Son roman autobiographique fait parler, dérange et la curiosité pour l’inceste intrigue toujours le lecteur qui baigne dans l’inceste social et universel. Elle ose, elle provoque ce tabou par l’écriture. Surtout, ce roman parle de son homosexualité de trois mois, mais intense, de son père complice dans l’inceste, de cette mère qui peux lui répondre au téléphone ou lui donner un petit conseil, mais sans jamais la toucher dans sa vie, cette mère presque inexistante dans l’écriture mais qui sait...

Quel est le message de l’écrivain ?
Le message de Christine Angot n’est pas une question intellectuelle, mais un besoin d’abolir un tabou par l’écriture, c’est-à-dire de le reproduire.

Son roman autobiographique peut nous déranger par son écriture qui va trop vite, qui est trop forte, par sa syntaxe « désaxée ». Elle parle du présent comme du passé ou du futur, comme si tout était la même chose.

Cette fusion est l’inceste : cette colle entre les mots et les choses, au point de prendre les mots comme choses.
Mais « l’inceste » de Christine Angot est seulement son cas.
Son propre cas phénoménologique fait-il vendre ? Et à quelles conditions ?

Christine Angot est-elle prise au piège de son piège ? Autrement dit, est-elle collée à sa colle ? Du même au même en passant par le même.

Sa provocation d’écriture n’est qu’un déni de la question intellectuelle, consigné au savoir commun d’un dictionnaire ? La question érotique, l’inceste, est sans intellectualité.

Il y a une tentative d’ôter le soi, qui n’est pas sujet mais objet, afin de rendre toutes les choses comme des objets. Et Marie-Christine est cette femme double.

C’est ça le matricide : ôter la mère et survivre avec deux mère, l’une bonne (à rien) et l’autre méchante (à tout). Mais surtout le matricide n’est pas la mise à mort de la mère (pour en prendre la place de façon plus au moins mimétique), bien plus est celui de la matière de la parole, afin que le discours des discours - la colle - règne.

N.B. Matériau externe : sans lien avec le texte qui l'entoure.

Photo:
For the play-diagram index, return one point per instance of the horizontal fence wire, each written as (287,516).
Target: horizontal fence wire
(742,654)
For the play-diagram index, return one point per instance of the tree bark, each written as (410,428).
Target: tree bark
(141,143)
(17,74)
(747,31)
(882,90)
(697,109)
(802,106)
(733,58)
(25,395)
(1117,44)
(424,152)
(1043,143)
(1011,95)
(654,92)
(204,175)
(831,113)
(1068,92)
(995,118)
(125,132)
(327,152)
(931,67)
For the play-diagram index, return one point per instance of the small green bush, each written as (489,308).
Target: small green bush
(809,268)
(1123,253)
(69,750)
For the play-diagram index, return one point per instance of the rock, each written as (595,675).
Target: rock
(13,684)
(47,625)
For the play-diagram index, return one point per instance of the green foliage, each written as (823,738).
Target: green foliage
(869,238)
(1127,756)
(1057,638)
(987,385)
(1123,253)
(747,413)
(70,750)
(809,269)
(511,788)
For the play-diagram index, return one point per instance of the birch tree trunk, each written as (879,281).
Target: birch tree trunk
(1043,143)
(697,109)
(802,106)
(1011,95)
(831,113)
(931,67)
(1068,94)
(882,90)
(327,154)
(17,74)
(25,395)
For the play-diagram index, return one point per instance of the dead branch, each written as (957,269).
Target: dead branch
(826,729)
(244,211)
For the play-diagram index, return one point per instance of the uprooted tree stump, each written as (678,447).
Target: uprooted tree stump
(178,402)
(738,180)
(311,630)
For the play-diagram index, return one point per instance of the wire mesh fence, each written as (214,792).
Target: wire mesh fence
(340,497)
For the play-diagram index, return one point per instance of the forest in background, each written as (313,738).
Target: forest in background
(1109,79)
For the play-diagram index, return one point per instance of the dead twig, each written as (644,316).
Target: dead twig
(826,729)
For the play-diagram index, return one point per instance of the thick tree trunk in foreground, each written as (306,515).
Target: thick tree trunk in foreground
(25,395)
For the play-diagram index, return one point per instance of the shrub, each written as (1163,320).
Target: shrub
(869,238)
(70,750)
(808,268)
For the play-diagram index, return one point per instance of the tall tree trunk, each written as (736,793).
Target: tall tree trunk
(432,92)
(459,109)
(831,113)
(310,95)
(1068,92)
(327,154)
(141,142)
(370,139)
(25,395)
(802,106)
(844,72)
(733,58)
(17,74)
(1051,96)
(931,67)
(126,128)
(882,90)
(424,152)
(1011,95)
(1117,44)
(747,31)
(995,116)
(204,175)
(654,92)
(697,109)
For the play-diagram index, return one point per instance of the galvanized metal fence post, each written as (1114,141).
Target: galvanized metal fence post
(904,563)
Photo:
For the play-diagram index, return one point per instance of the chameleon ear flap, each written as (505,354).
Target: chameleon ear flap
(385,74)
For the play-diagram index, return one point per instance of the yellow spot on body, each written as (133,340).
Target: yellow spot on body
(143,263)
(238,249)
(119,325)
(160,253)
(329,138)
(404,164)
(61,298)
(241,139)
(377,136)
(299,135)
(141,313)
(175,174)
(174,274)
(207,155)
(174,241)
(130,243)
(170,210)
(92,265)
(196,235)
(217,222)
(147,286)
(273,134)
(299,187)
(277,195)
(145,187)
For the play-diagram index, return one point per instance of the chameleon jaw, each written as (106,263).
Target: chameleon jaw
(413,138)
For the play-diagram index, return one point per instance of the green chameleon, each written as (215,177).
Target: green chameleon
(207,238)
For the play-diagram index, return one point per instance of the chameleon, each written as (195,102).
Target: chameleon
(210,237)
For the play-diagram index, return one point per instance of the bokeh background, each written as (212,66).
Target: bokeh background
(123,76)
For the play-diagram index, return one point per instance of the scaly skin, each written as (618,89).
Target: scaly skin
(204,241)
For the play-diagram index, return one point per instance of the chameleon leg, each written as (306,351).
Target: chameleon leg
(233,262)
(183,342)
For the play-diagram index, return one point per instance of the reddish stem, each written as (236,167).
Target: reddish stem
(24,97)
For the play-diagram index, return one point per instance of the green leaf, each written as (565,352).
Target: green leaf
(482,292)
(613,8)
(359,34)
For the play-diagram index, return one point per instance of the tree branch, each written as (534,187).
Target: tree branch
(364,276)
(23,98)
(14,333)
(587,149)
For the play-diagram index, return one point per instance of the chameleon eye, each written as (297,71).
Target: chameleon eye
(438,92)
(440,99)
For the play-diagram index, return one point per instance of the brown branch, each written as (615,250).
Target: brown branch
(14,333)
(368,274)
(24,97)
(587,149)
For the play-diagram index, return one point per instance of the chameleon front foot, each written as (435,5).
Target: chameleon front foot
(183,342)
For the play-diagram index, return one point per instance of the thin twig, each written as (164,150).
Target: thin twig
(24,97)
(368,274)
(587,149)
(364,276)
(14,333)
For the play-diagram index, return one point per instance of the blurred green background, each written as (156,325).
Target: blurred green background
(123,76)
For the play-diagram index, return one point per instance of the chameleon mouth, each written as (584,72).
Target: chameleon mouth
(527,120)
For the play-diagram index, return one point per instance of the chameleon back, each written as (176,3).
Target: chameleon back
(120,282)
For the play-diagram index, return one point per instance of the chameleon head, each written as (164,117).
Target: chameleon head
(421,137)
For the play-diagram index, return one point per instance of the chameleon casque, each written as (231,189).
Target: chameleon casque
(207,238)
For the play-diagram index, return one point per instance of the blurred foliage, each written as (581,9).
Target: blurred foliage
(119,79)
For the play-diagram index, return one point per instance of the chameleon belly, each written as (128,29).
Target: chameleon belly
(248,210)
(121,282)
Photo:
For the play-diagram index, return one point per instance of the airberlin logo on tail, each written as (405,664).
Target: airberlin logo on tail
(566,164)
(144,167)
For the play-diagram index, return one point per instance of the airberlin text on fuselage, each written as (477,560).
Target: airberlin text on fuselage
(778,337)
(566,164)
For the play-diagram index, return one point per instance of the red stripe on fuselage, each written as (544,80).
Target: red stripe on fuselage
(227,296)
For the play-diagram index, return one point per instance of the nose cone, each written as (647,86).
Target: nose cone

La parole « inceste » fait vendre, le lecteur est avare de ces livres qui sont du lieu commun, savoir tout sur les liaisons, les rapports et naturellement sur l’inceste qui concerne tout le monde.
Elle se permet d’écrire autour d’un tabou qui pourrait devenir une question analytique.

Nous pouvons dire que l’écriture de l’inceste sera l’impossible mise à nu, le spectacle, le refoulement de soi donné en pâture aux lecteurs avides.

La question du père peut être élabore comme la question de Lacan, « Il n’y a pas de rapport sexuel ». L’analyse est dans ce thème à articuler autrement, et qui dans le roman devient provocation, abus, fantasme et spectacle pour le lecteur.

L’inceste serait une question du maître et de l’esclave ? Du maître et de l’élève ? Le dispositif conventionnel est l’inceste. Le mythologique lien social de la pensée unique est-il l’inceste ?

Christine Angot ne dit-elle simplement : voici le lien social ! « Vous êtes tous dans l’inceste ! » ?

C’est une fiction celle d’être en prise directe avec le réel, tout en laissant les autres survivre dans la fiction sociale.

L’inceste, le rapport, le lien, la relation entre deux, deux par deux jusqu’à l’infini, les lieux des sujets.

Inceste est écrit sous l’enseigne du matricide. Nous pouvons appeler matricide l’écriture de Christine Angot.
Et de la matière de la parole fait naufrage aussi la matière du nom, la matière du père. Il reste le chien : le « mon cœur » qui devrait veiller sur la vie de la fille de Christine, dans le roman.

Cœur de chien ? L’homme animal, l’animal homme ?
Ainsi s’achève le roman de Christine Angot :
« C’est terrible d’être un chien ».
Oui. Se croire un chien c’est un sacrilège. Un inceste.

Christiane Apprieux, co-directeur de "Transfinito".